During those two years of lingering, I worked as a sort-of governess, a housecleaner and a babysitter. I tried to do elder care, which would have garnered me an actual paycheck, but the old lady died the day after I first showed up to her door. (Being Santa Cruz, my sometimes-psychic kundalini yoga teacher unexpectedly came to her house the exact afternoon I did, without my telling him I was going there; it seems he had been her counselor at one time in her life, and he just happened to visit her that day to check on her. He took me aside and whispered to me, “Her aura is black; she will die tonight.” And she did.)
It wasn’t that I hadn’t tried to find meaningful work, or better paying work. But jobs were slim and hard to come by. Paradise had its price. For every job listing, dozens of people showed up. People who were qualified to over-analyze Beckett and Joyce were taking jobs at the campus library or in bookstores—if they were lucky. To get a job at Bookshop Santa Cruz or any of the other independent bookshops around town was a mark of prestige. More likely, those lit majors worked at the bagel bakery or restaurants or, worse, at the cannery or the chewing gum factory. But I couldn’t even get a job as a waitress. I showed up at restaurants, wet from bike rides in winter rainstorms, wearing my thrift store clothing, to receive a firm no. I hadn’t worked as a waitress for a few years, and there were many more people available who wore better clothes and had kept their restaurant resumes active. Or they had connections.

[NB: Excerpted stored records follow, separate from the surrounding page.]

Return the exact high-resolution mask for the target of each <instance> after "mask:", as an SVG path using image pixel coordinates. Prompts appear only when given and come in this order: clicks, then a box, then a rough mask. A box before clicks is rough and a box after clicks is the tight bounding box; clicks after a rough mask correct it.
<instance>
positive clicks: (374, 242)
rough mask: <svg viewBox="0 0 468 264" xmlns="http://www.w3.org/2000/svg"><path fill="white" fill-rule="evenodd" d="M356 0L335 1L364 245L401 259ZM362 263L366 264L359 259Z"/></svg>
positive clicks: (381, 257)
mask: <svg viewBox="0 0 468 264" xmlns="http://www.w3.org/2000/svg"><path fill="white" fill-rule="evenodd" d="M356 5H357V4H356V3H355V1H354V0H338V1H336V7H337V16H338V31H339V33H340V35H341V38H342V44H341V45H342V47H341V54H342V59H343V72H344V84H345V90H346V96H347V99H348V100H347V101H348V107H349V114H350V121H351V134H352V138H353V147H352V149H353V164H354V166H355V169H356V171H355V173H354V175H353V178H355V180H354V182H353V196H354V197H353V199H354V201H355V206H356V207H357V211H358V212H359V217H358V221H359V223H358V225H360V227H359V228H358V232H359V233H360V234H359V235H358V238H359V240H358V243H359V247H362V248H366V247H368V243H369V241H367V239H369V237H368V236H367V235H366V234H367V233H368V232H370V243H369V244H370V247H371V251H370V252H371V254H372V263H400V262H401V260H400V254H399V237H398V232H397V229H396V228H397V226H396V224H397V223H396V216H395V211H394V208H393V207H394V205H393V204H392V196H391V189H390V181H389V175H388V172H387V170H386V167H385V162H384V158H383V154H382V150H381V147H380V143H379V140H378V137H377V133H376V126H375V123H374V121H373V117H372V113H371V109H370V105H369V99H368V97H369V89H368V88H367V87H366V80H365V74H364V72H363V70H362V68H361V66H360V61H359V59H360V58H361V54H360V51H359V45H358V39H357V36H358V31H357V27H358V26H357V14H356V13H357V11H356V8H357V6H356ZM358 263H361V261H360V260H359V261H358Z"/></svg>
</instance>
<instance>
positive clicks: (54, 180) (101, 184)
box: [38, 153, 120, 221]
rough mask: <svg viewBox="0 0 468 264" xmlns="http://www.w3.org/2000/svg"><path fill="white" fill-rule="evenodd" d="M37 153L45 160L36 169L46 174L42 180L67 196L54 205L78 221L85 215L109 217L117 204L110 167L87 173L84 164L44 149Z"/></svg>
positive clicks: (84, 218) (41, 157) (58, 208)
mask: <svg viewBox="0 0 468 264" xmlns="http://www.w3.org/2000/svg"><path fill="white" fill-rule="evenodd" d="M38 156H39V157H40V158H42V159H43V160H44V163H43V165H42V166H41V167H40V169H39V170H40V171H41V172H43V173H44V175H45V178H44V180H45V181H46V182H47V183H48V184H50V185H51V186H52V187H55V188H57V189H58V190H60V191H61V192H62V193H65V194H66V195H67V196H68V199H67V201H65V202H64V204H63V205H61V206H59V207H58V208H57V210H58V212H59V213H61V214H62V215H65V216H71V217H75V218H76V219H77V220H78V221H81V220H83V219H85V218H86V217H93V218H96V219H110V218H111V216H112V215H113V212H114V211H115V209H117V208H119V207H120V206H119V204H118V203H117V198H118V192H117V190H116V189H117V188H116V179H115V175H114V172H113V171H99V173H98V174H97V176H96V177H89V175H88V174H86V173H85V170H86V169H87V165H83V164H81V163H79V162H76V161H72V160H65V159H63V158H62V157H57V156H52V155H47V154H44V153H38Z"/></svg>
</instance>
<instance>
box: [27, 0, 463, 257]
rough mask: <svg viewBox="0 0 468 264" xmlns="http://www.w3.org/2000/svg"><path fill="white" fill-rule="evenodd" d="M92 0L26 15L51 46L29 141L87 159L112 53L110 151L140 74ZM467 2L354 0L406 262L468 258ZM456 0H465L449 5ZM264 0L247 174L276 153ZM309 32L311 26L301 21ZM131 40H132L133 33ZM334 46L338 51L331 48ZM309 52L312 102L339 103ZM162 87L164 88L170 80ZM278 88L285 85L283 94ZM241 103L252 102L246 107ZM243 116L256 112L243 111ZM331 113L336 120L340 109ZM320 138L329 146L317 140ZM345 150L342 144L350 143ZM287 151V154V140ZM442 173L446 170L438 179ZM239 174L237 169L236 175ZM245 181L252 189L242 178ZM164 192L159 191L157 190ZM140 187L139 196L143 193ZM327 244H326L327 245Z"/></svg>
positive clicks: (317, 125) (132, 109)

I applied to be a copywriter for a computer software company (turned down immediately when I confessed I’d never used a computer), a waitress at various cafes and restaurants, a bus boy at India Joze (I couldn’t pick up enough weight to manage it), a cook at a tofu burger restaurant. No-no-no. No one wanted me. [That was the year my friend, Chandra, and I made collage postcards that we didn't know how to sell.] At one point, I took a part-time job at the Santa Cruz Boardwalk, operating a spinning, tilting ride that played an 8-track tape of Fleetwood Mac over and over, all day long, but I left it to work as a live-in babysitter for a doctor and his wife out in the woods of Soquel, for $300 a month and a small, kitchen-less cabin to live in. That job was washed away when the 1982 winter floods brought mudslides and impassable roads.
I managed to squeak by, my last few months there, until the end of the spring of 1983, but once I finished my thesis, it grew harder and harder to find reasons to stay, especially with most of my friends going on to graduate school or internships and jobs elsewhere, and a new crop of students rushing in. Not knowing what else to do with myself, I followed a boyfriend to Idaho and was surprised that I found work there as a preschool aide and a bookstore clerk (though I only made $4/hour, and had no insurance.)
Maybe it’s always a little difficult to find meaningful or well-paying jobs in a college town because there are so many other students looking for work, and maybe it was doubly difficult in Santa Cruz because it’s one of the most beautiful places in the world—redwood forests and fields of wildflowers and grasses, blue beaches below. But the recession of the early 1980s also, surely, played a part in my inability to find a job. Yet, I didn’t know this at the time. I thought that’s the way it would always be for me, never having really actively sought work before—that I was unemployable, and back to my elementary-school standing of being the last kid chosen for the team. The lesson I took from the experience was that writers/artists really don’t make money, no matter what they try to do.
I think about those desperate months every time I read a newspaper article these days that discusses the economy and references 1982 as having the worst unemployment rate since the Great Depression, and thereafter. That recession had a long-lasting effect on me. Whenever I apply for a job, I never assume that I will be hired; I lack the presumption of being wanted.
I wonder if there are young people going through similar emotions these days, especially writers and artists who are already wondering what they can do in the marketplace with their skills, maybe not wanting to be in the marketplace, anyway, except by necessity. It's hard enough being a writer anytime, but recessions are hard on creative people. It's hard to face rejection in nearly every facet of your life. So, it's especially amazing to witness the people who keep at it, who plug on, year after year, no market ready to welcome them, still somehow sure that what they are doing needs to be done, what they are writing needs to be said.
(Photo--My graduation day, Cowell College, UCSC, 1983).